I facilitated a workshop last month. At the end, a long-time acquaintance approached me: “So, still talking about the police I see…”
I was quiet.
Late last year, a young neighbor committed suicide.
I was devastated. The scars remain.
Regular readers of this blog know that even before my young neighbor’s suicide, I had spent a lot of time documenting the hostile relationship between black youth in particular and the police. It cannot be helped. The young people who I work with mostly want to talk about their encounters with the police. Back in August, I quoted a young man who I work with:
“You know Ms. K, when I was growing up in the hood, I wasn’t afraid of the bogeyman, I was afraid of the 5.0. In the ghetto, the police are the bogeyman.”
State violence takes a toll on many, many young people of color.

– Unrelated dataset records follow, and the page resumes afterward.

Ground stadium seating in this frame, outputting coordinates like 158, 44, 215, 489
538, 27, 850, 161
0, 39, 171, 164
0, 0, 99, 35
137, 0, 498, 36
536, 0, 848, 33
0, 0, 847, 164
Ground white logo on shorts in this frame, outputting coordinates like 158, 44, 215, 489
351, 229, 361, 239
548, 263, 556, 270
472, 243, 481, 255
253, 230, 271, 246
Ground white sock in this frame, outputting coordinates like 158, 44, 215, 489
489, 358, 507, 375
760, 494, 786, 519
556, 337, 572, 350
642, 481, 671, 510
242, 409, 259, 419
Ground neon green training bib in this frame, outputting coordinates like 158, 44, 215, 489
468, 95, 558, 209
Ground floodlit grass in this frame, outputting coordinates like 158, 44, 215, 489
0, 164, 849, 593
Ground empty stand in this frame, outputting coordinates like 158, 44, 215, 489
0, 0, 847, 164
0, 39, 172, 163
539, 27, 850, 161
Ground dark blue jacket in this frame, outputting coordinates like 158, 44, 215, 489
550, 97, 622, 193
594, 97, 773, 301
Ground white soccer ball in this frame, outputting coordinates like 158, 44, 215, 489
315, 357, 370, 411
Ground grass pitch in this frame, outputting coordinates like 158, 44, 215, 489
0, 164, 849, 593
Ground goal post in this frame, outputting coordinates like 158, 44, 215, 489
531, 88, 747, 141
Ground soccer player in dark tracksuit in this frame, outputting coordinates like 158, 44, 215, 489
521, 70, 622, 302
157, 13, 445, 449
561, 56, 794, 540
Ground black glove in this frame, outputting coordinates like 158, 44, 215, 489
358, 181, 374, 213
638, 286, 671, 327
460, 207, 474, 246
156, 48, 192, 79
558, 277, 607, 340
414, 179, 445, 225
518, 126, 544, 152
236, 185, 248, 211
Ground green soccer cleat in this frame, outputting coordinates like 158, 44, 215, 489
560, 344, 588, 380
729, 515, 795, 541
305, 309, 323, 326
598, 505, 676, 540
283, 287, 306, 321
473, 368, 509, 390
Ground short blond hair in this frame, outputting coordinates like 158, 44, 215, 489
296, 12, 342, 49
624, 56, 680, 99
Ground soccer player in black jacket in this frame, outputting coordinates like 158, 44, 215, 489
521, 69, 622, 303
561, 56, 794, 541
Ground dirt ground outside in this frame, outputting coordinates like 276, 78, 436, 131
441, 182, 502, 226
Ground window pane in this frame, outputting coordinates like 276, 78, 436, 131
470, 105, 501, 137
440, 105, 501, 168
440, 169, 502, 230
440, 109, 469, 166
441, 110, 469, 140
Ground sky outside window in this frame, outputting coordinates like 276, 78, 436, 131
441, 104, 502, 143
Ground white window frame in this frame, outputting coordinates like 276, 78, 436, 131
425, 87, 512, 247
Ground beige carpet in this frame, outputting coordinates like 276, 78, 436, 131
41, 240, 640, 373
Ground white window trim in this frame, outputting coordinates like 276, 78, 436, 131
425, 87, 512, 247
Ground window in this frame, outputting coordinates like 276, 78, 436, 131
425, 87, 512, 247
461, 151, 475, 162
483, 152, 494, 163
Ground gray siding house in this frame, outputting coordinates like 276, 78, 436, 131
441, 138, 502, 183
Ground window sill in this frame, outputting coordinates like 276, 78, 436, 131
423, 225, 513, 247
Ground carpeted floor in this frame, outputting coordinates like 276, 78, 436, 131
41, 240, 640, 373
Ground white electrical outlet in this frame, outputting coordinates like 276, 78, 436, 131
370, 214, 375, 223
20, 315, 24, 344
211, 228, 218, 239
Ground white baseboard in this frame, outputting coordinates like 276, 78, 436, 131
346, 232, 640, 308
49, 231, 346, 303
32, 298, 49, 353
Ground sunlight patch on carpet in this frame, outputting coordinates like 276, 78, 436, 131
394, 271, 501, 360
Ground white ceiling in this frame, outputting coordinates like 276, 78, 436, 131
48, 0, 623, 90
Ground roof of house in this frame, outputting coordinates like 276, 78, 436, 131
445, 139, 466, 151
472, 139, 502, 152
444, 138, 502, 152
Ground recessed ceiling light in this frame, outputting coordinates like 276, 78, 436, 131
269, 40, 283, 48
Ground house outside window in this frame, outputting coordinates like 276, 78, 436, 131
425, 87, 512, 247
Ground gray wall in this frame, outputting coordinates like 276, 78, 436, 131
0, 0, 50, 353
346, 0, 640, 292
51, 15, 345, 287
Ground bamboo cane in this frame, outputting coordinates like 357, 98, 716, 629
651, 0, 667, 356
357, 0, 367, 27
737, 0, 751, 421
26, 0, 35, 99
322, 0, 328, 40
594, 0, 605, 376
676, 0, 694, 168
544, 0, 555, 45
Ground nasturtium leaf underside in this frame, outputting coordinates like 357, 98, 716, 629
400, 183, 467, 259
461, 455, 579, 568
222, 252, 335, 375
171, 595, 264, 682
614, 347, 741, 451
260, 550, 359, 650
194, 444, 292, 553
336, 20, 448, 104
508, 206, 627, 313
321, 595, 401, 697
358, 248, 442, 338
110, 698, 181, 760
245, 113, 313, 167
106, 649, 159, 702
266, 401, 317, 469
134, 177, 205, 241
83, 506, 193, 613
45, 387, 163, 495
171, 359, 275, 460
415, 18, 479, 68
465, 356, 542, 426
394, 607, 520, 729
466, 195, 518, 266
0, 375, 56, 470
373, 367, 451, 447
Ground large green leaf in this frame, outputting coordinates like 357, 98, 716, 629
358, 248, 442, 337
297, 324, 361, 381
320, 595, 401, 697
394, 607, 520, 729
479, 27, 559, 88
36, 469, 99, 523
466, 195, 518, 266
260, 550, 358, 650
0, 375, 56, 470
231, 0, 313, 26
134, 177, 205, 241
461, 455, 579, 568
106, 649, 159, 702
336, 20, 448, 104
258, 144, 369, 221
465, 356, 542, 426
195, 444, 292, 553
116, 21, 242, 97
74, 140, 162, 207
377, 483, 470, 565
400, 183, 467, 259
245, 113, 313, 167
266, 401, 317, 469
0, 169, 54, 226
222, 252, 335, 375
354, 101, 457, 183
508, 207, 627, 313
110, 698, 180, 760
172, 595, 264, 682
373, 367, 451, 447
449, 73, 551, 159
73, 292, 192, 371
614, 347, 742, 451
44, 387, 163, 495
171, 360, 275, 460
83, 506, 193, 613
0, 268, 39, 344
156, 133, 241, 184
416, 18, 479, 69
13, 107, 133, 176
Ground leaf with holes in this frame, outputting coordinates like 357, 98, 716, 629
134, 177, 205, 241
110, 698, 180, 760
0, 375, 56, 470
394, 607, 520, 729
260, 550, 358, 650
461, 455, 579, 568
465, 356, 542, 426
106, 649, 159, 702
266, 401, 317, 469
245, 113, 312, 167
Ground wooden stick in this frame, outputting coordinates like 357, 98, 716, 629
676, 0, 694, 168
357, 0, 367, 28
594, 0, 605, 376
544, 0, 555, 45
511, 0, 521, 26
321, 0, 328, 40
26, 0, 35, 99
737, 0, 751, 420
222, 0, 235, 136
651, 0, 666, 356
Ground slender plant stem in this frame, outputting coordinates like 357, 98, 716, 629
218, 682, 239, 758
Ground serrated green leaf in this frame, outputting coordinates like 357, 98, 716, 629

So as I struggled to find a way honor the memory of my young neighbor and to support the young people I currently work with, I decided that 2012 would be the year of the police for my organization. So this year, we released a set of resources to help adults talk with young people about policing, violence, and a history of resistance. These included a zine about police violence by my friend Rachel Marie Crane-Williams, an activity guide that I created for educators and youth organizers, an interactive timeline illustrating how rappers have described police violence, and a set of publications about historical moments of policing, violence, and resistance. I am happy to say that we have gotten wonderful feedback from folks across the country who are making use of these tools to engage young people in conversations about the police. I am truly gratified by this.
We also launched a participatory action research project titled “Chain Reaction: Alternatives to Calling the Police.” We are in the process of completing the final stage of that project. For Chain Reaction, we collected stories from young people about their encounters with the police. Below, you can listen to Anthony share his experience:
For those who appreciate audio stories, you can listen here.
We are currently hosting “listening sessions” across Chicago to engage community members around these stories. Our goal is to brainstorm alternatives to calling the police as a way to address harm in our neighborhoods. We will be sharing what we learn from these sessions next year.
So I am still talking about the police because the lives of the young people who I love depend upon it… That’s my belated answer to a very stupid question.